Bastrop Public Library event report

Last weekend, Cyn and I went to Bastrop to speak at the public library (Bastrop is where the contemporary scenes in CHRONAL ENGINE are set).  We had a great time talking about CHRONAL ENGINE and the TANTALIZE series, and went out afterward with a group of the librarians.


We also checked out the state park, which was severely affected by the fire last September.

Finally, if you're in Bastrop later this month, the library is holding a tween event featuring CHRONAL ENGINE!
Thanks, guys, for your support and hospitality!

Sunday, July 01, 2012

Hogle Zoo

In addition enjoying natural history museums, I've always loved zoos -- I grew up going to the Lincoln Park Zoo a lot when I was a kid and Cyn and I try to check out the zoos in most of the places we go to.  (They were also helpful in getting a feel for live animals -- both large and small -- when I was writing CHRONAL ENGINE).   
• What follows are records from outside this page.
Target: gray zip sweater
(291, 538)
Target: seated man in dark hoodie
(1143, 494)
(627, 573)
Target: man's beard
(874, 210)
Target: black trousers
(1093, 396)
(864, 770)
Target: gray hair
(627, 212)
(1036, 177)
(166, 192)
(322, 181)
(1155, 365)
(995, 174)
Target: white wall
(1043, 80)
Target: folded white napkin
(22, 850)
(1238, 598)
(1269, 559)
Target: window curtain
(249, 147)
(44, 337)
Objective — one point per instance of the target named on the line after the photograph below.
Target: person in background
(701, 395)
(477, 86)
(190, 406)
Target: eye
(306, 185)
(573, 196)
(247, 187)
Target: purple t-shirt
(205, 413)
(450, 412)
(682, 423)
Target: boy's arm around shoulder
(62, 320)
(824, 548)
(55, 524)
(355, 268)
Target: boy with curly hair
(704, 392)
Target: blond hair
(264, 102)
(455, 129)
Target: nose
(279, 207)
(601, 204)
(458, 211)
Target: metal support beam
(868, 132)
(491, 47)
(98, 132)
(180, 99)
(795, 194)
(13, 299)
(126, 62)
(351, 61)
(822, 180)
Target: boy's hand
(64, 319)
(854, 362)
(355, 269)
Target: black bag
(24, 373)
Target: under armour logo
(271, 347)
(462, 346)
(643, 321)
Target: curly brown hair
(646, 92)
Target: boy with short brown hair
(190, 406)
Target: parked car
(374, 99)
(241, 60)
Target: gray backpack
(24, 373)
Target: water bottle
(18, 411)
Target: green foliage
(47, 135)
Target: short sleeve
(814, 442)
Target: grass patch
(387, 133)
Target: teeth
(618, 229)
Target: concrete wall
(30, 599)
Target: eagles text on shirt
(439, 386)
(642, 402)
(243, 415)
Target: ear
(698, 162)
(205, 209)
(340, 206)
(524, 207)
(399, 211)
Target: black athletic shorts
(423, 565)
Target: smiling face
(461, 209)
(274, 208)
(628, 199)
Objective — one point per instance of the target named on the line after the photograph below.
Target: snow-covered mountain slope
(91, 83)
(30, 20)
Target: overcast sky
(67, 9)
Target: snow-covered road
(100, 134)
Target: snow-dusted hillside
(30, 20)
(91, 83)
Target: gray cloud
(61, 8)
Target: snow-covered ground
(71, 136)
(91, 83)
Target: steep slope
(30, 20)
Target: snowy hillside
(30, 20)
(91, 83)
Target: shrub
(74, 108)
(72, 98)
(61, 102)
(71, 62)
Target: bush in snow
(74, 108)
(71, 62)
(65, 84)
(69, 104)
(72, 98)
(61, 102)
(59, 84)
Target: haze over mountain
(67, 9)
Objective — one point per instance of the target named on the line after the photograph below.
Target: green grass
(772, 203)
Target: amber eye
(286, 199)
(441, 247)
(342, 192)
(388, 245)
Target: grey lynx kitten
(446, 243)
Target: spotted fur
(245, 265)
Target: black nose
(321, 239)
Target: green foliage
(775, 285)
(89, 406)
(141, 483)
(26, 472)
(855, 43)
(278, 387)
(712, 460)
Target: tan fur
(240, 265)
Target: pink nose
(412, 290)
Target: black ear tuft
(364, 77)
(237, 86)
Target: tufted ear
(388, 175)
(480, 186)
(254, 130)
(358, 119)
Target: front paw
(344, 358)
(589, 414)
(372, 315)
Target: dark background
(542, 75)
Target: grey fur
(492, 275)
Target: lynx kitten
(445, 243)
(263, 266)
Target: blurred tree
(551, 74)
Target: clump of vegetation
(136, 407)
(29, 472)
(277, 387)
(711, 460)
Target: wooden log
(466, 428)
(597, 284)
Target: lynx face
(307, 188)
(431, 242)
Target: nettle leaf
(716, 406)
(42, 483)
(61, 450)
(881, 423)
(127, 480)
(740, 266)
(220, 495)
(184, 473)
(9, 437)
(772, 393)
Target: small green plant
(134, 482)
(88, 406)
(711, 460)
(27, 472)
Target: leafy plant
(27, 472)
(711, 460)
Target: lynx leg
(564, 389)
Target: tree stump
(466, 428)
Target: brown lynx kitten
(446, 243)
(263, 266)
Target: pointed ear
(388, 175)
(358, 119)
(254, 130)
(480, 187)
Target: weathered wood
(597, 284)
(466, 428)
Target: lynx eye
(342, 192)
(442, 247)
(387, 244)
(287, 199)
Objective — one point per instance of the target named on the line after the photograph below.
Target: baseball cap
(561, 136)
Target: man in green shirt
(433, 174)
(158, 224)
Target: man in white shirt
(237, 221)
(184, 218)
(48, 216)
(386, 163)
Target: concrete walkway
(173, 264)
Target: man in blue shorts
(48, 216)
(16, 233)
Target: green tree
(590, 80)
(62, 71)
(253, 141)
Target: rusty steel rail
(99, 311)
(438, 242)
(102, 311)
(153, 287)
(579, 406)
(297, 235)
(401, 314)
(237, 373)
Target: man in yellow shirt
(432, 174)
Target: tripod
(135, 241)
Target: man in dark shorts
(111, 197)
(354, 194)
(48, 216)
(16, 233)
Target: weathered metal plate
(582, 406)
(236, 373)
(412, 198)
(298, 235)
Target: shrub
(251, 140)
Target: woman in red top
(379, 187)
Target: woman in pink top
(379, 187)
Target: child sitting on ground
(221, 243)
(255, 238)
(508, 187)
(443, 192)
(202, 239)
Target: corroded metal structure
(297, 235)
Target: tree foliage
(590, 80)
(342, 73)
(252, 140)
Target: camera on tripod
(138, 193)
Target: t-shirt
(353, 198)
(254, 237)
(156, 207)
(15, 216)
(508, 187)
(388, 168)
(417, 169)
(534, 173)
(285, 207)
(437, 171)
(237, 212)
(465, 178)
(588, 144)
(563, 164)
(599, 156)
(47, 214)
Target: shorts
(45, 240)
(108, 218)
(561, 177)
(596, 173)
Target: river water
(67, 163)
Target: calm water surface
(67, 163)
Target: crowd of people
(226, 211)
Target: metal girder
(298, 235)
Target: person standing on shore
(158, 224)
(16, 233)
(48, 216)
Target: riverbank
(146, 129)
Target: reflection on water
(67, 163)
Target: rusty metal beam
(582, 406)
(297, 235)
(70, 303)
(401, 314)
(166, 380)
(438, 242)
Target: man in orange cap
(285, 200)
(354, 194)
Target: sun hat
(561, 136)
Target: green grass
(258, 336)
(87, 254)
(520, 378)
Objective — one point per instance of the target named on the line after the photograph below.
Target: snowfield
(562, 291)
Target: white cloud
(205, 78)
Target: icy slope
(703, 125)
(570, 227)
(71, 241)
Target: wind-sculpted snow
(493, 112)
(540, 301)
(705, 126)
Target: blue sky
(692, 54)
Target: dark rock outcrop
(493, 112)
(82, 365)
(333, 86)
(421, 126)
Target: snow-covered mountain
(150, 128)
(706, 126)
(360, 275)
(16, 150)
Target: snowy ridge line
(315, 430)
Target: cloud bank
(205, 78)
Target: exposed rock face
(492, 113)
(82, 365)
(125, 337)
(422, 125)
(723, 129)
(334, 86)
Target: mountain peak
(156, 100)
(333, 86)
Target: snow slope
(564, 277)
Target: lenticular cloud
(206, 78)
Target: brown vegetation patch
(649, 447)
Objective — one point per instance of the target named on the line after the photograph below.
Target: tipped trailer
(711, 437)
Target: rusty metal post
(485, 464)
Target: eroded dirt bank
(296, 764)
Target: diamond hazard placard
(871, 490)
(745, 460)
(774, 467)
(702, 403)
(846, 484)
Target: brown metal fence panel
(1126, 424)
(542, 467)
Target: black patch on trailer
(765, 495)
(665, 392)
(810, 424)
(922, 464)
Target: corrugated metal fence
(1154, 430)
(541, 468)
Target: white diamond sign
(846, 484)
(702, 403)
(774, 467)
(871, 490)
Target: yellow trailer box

So, when we were in Salt Lake City for WIFYR last week, in addition to the Natural History Museum of Utah and the Museum of Ancient Life, Cyn and I checked out the Hogle Zoo.   

It hosts a very nice collection of animals in a clean, modern facility.  Here are some pics:
African elephant.
Big kitties like to sleep in the shade
So do little ones.
Avian dinosaur of the spoonbill variety
Armadillos.  Not were-armadillos.
More avian dinosaurs.
Ostriches.  They're bigger than you think.